Categories: Uncategorized

9 replies

  1. This is so very true. I must have “I am a listener” stamped on my forehead because I often end up chatting with perfect strangers about their lives. One lady in particular (who I always look for when I’m at Walmart on a Sunday evening but have yet to see her again) started telling me about her son who has Angelman Syndrome, which I had never heard of. She told me of how her six year old son is unable to speak or walk balanced. He has seizures and will always be under her care. She told me of how she has 5 kids including her son with the disability, takes care of her mother as well as her sister’s kids and that Sunday evening was the only time she can get her shopping done. She looked so worn out yet fairly young.

    I always make it a point to be genuine when asking “How are you?”. Even on the phone. It really surprises some people. I will totally make that a daily goal. Maybe we should challenge others as well!!

  2. That is so true. Most people do not care what they answer is and so I have taken either to not answering or or saying I am fine.
    I try to listen to others, tho. The world seems so one sided, but then again — if you follow Jesus I guess that is the way it is to be.

  3. The first post on my blog that ever got decent attention was something called “I think I’ll Die My Hair Blue”…about conversation. I’m a huge fan. When I was growing up people who knew me eitehr thought I was this arrogant snob or this chatty kid that liked talking everything to death. Partly due to my social anxiety disorder, I would rather have intense, emotional, meaningful conversation with people than stupid small talk.

    If you met me, I would say hello then wait for a time to engage you in conversation. I know this seems weird, but it’s how I’m wired, all robot and everything.

    I know the difference between pleasantries/ small talk and talking. I’d rather talk.

    Good post…sorry for the novel length comment

  4. This reminded me of the time my sister was visiting me and after a few hours of wandering about the city, showing her my favourite places, etc. she turned to me and asked, “Do you have to talk to everybody?” Her question floored me because it felt like a judgment. I took a deep breath and said, “No. I don’t HAVE to. I want to.” and realized in that moment that I really did, that for me it’s always about connection.

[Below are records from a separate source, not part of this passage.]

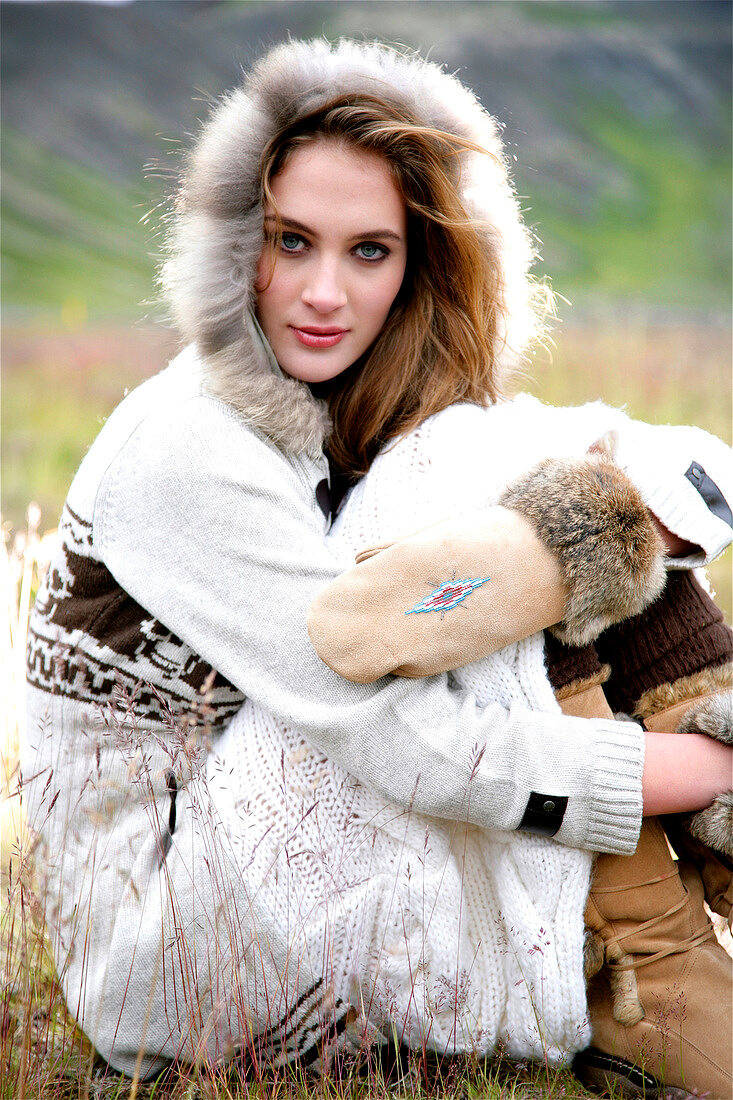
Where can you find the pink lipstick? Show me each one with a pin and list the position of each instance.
(319, 338)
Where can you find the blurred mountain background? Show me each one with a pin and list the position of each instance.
(616, 114)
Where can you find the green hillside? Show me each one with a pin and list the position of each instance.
(616, 116)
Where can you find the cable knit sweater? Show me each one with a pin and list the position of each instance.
(192, 546)
(190, 549)
(459, 937)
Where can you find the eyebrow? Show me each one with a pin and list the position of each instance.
(387, 234)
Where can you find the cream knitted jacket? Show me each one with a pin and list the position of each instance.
(457, 936)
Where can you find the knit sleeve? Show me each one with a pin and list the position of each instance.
(685, 475)
(215, 532)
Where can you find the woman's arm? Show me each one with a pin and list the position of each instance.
(684, 772)
(219, 536)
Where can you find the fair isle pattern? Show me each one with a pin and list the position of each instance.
(447, 595)
(89, 640)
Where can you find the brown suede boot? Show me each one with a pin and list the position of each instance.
(671, 1032)
(665, 661)
(662, 1001)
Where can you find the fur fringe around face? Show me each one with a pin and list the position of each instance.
(216, 235)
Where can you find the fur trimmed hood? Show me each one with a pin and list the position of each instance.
(216, 235)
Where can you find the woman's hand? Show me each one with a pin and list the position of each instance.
(684, 772)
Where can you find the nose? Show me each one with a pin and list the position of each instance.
(325, 289)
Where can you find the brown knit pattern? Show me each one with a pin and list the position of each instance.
(570, 664)
(680, 634)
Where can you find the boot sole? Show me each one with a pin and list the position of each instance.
(610, 1076)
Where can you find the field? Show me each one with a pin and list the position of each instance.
(57, 388)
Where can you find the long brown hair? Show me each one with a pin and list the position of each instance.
(440, 342)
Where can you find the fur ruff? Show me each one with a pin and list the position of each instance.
(216, 234)
(591, 517)
(704, 682)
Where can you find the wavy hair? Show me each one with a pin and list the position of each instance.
(442, 339)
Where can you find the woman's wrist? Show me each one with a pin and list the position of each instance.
(684, 772)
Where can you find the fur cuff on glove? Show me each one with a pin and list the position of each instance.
(591, 517)
(570, 543)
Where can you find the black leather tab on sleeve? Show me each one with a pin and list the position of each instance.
(709, 492)
(544, 814)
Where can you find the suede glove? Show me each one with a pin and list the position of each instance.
(570, 546)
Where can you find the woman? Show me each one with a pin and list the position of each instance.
(193, 542)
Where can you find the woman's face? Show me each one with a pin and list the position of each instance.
(339, 263)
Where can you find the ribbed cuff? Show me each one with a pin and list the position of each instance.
(685, 513)
(571, 664)
(680, 634)
(612, 812)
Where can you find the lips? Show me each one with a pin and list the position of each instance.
(319, 338)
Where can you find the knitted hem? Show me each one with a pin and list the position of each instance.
(580, 684)
(718, 678)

    And it’s easy to forget and take it for granted. You’ve reminded me Alycia, what a gift it is when we show up this way for others. xoS

  5. Oh I love this post. I really, really dislike how people spout off “Hello, how are you?” and you are supposed to just say “Fine thank you, how are you?”. WITHOUT REALLY CARING. It’s just a pleasantry now, nothing more.
    I’m going to practice this. Thank you, thank you.

  6. What a blessing you are to them for really listening. I suck at that, in all my relationships. I always walk away hating myself for talking too much.

    I am new to wordpress, where do I find the option to e-mail a post to put with my posts?

    Thank you,

    Charity

  7. I think it’s amazing that you take the time to listen!

  8. I love having opportunities like these to ask how people are doing and get to hear how they’re really doing. and like Lance, I’d rather have substantive conversation than exchange pleasantries. im so glad you linked up with this today and introduced us to some of the people you’e met, and the stories they tell.

  9. Love that you take time to really listen. It’s so important. And may have changed that persons life.